Arrivent les fêtes de Noël ; Gustave est convié chez les Collier pour le traditionnel pudding ; il y termine à haute voix la lecture d’Hernani, qu’Henriette écoute avec dévotion. Puis ce sont les préparatifs de départ, avec les derniers cours, entre lesquels il faut trouver le temps d’aller pour Achille chez le libraire, le bottier, l’orfèvre, l’horloger, etc. Enfin, le jour de la Saint-Sylvestre, l’étudiant se met en route et s’arrête à mi-chemin, à Vernon, chez ses amis Schlésinger, où il est invité à un souper dont il se fait fête depuis longtemps.

Dans la matinée du 1er janvier 1844, il arrive rue de Lecat, gravit quatre à quatre les marches carrelées de rouge qui conduisent au premier étage, à la chambre de sa mère et prend part aussitôt aux discussions et projets relatifs à la construction du fameux chalet de Deauville.

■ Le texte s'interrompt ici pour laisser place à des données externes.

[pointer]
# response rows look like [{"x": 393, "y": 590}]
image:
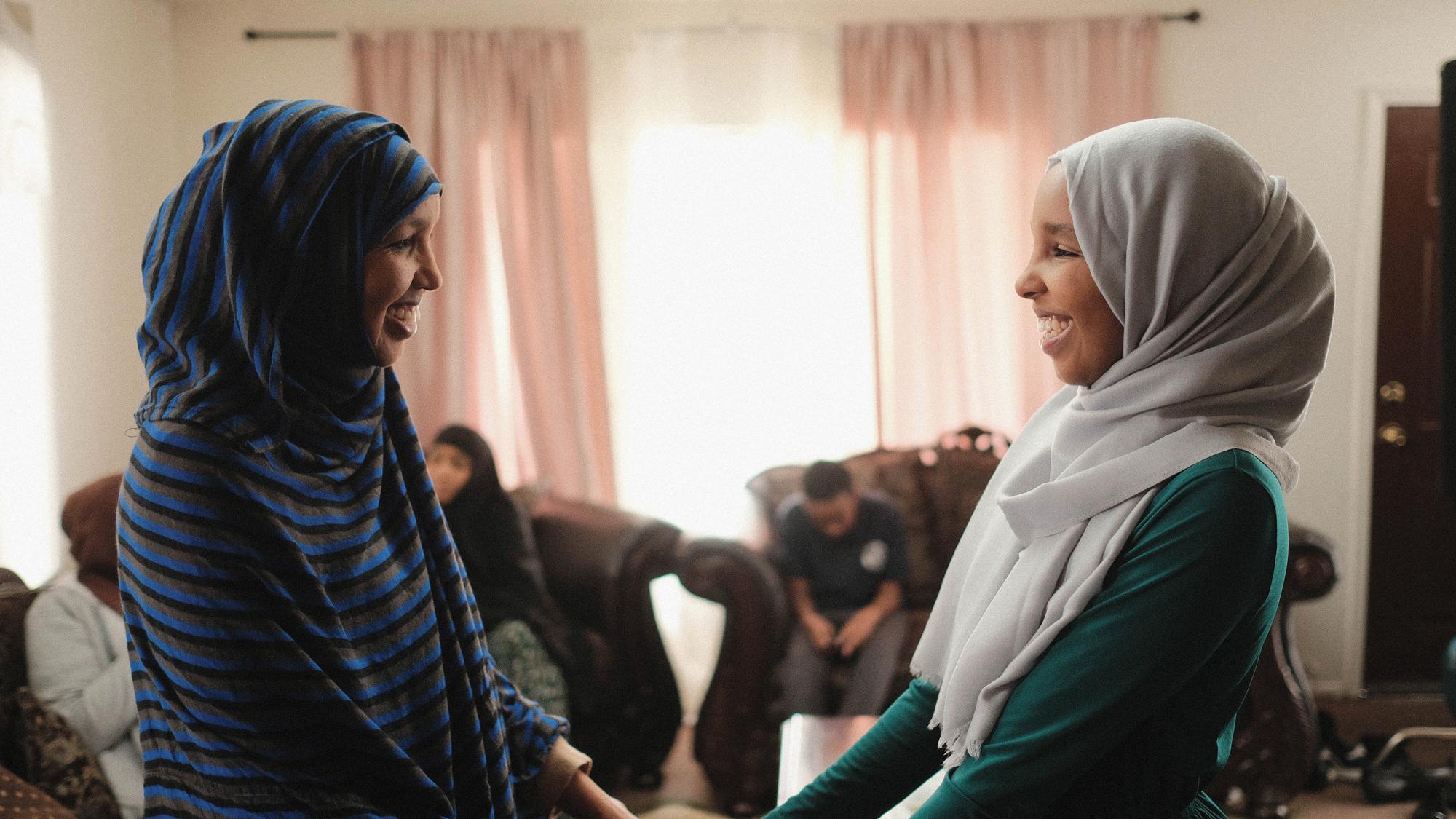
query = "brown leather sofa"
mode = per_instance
[
  {"x": 937, "y": 488},
  {"x": 599, "y": 563}
]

Les travaux ne sont pas encore en train, il faut sans tarder se rendre sur place, discuter les plans et faire commencer les travaux. Achille et Gustave s’en chargeront.

Chacun sait que c’est au retour de ce rapide voyage, sur la route entre Pont-l’Evêque et Rouen, que Gustave sera atteint d’une crise nerveuse, première manifestation d’un mal qui allait peser lourdement sur toute sa jeunesse.

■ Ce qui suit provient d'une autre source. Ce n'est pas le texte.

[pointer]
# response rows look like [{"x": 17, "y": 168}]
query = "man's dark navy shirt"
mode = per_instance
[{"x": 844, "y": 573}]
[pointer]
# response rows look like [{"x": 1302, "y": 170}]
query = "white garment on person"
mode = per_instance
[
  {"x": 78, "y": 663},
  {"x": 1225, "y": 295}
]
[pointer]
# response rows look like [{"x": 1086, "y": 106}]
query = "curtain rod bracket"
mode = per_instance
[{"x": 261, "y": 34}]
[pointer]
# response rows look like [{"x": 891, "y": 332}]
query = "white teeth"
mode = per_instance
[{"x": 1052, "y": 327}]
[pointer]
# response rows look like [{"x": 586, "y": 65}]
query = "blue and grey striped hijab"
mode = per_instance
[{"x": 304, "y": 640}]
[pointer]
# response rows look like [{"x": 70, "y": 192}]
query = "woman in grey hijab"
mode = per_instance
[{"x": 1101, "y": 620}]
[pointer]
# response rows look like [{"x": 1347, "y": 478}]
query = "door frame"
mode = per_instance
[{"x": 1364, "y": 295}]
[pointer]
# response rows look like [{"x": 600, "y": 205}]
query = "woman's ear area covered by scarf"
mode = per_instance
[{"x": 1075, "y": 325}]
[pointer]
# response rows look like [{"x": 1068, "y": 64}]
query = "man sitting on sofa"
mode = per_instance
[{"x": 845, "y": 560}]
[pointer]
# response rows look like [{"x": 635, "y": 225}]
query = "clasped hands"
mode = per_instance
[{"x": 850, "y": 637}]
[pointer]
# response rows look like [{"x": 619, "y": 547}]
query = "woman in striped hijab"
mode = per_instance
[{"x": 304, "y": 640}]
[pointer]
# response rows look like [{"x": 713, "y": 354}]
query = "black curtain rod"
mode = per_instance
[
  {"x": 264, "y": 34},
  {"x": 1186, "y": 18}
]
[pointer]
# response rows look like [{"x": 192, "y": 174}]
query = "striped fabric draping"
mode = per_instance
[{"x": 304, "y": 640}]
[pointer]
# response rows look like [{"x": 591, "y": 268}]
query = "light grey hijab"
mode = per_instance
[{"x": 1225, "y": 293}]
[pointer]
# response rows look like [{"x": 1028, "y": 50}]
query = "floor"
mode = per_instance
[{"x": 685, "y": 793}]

La famille aussi est bouleversée, et dans les lettres que Caroline, dorénavant, écrira à son frère, au cours des rares absences qu’il fera, on sent combien sa tendresse fraternelle est alarmée.

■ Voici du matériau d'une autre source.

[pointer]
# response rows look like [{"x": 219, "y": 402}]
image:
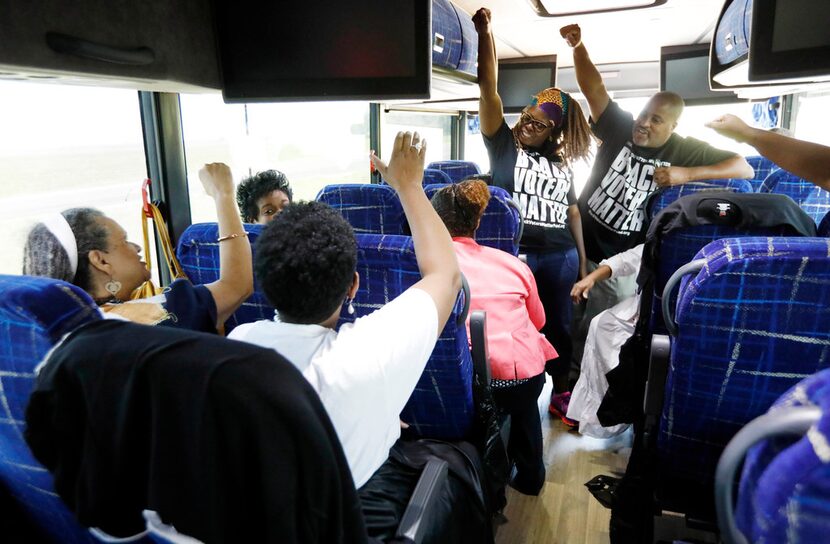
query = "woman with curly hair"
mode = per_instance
[
  {"x": 263, "y": 196},
  {"x": 503, "y": 286},
  {"x": 533, "y": 161},
  {"x": 84, "y": 247}
]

Alors que Gustave est venu à Paris à mi-janvier pour tenter de reprendre sa vie normale d’étudiant, elle lui écrit : 

À M. Flaubert 19, rue de l’Est
Paris. 17 Janvier 1844.
« Il y a bien peu de temps que tu nous as quittés, cher vieux mais il s’est passé tant d’événements depuis, qu’il me semble que dimanche était il y a une semaine. D’abord le départ de miss Jane. Nous avons été la conduire jusqu’à la cour des diligences, où elle a sangloté tout le temps que nous avons attendu. Elle n’a fait que pleurer toute la matinée, quoiqu’elle eût répété, la veille, à son cousin, qu’elle était parfaitement heureuse. Non seulement cela nous a tourmentés hier, mon ami, mais encore une grande inquiétude de toi. Ta lettre ne nous est arrivée qu’à cinq heures du soir. Nous craignons que tu n’aies été malade ; enfin, si nous n’avions pas reçu de nouvelles tu aurais bien pu voir arriver quelqu’un de la famille.
[…]
 La nouvelle de la maladie de Mme Hamard m’a fait de la peine pour son fils ; en moins de deux ans, il aura perdu tout ce qu’il aimait, ce pauvre Hamard ! Va le voir, car il t’aime bien et m’a souvent parlé de toi.
[…]
 Adieu, mon bon, pense à moi
Caroline Flaubert.
P.-S. Papa a lu ta lettre et ne m’a rien dit quant à ton bras, mais voici mon ordonnance : du repos et du suif ».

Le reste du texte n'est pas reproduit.